When you say he doesn't want to do anything, what kinds of opportunities do you give him to do something?


----------



## ihave4kitties (Aug 27, 2005)

My Marcellus, who is only 2 1/2 sleeps all day and early evening, getting up once in while, for just a bit but he rises very, very early. It's noon now and all 3 cats will basically sleep the rest of the day. They get up for a potty break, a quick wrestle or pet but then it's back to sleep until evening. All 3 of my cats do most of their playing in the wee hours of the morning. Being your cat is older and an only cat, he probably will sleep more too. Try different kitty activities and see if he's interested. Sounds like you got yourself a nice lap kitty...lucky you.


----------



## BowerR64 (Aug 26, 2005)

ok then thats normal? that does seem to be his hours. Just when im ready to sleep hes ready to get up and play. He use to be in and out all the time, whine when he wants out and a quick paw at the door when he wants in. Normaly his play is just a quick run outside hop up on the picnick table undr the shade tree look around about 30 minutes or so then back in for a quick nibble. This use to be the daily routine till he got bit.
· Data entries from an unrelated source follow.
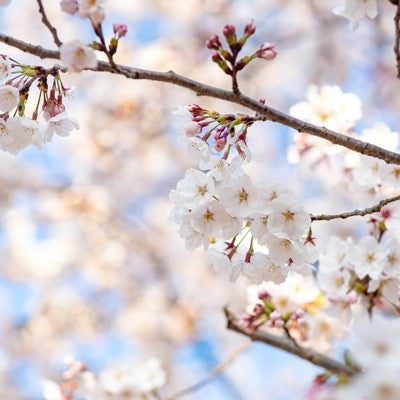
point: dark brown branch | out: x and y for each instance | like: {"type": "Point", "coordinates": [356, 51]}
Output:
{"type": "Point", "coordinates": [396, 46]}
{"type": "Point", "coordinates": [284, 343]}
{"type": "Point", "coordinates": [361, 213]}
{"type": "Point", "coordinates": [205, 90]}
{"type": "Point", "coordinates": [213, 375]}
{"type": "Point", "coordinates": [48, 24]}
It does seem the cats round here are out in the early hours, 4-6am seem to be when they are most active.


----------



## ihave4kitties (Aug 27, 2005)

Sounds normal to me.  From what you say, he sounds healthy and all but absolutely it all sounds normal. It's 9:30 am now and guess what my cats are doing? Sleeping, of course! :wink: 

They are up very early, I'd say by 6:00 for sure but I'm pretty sure it's earlier. They are up until, Oh, around this time. This is when they eat, wrestle, get loving from me. Then they sleep, they basically sleep for a couple hours or so. they get up for awhile, do their thing, usually watching life outside the window and other cat activities. Then soon after lunch they go back to sleep, getting up once inwhile for short periods, but basically "cat napping" until early evening. They are pretty active from mid evening until we go to bed. Then it's up early again. That's their day!  Hope this makes you feel better.


----------



## LuLu (Sep 9, 2005)

*My kitty use to be the same way!*

Hello, I have a female calico who is 8 years old as well. I noticed she was going through the same thing for awhile. Just slept and slept and rolled over and slept some more.
I know it may sound crazy and I don't know why but now she is really active and goes outside constantly, that is when she is not in the mood for her cat nap. This all started up when I brought an abandon 3-4 week old kitten that my mother found into our home. I don't know if it could possibly be that it's the kitten or maybe she just heard me telling her she was lazy and decided to show me she isn't but she is now active. She isn't crazy about the idea of having the kitten around but I make sure I give her the same love I use to before so she doesn't get too jelous. I know in time she will come around to our new little furry friend.  
I wish the best of luck to you and your kitty!

LuLu, Tana, & baby Carina


----------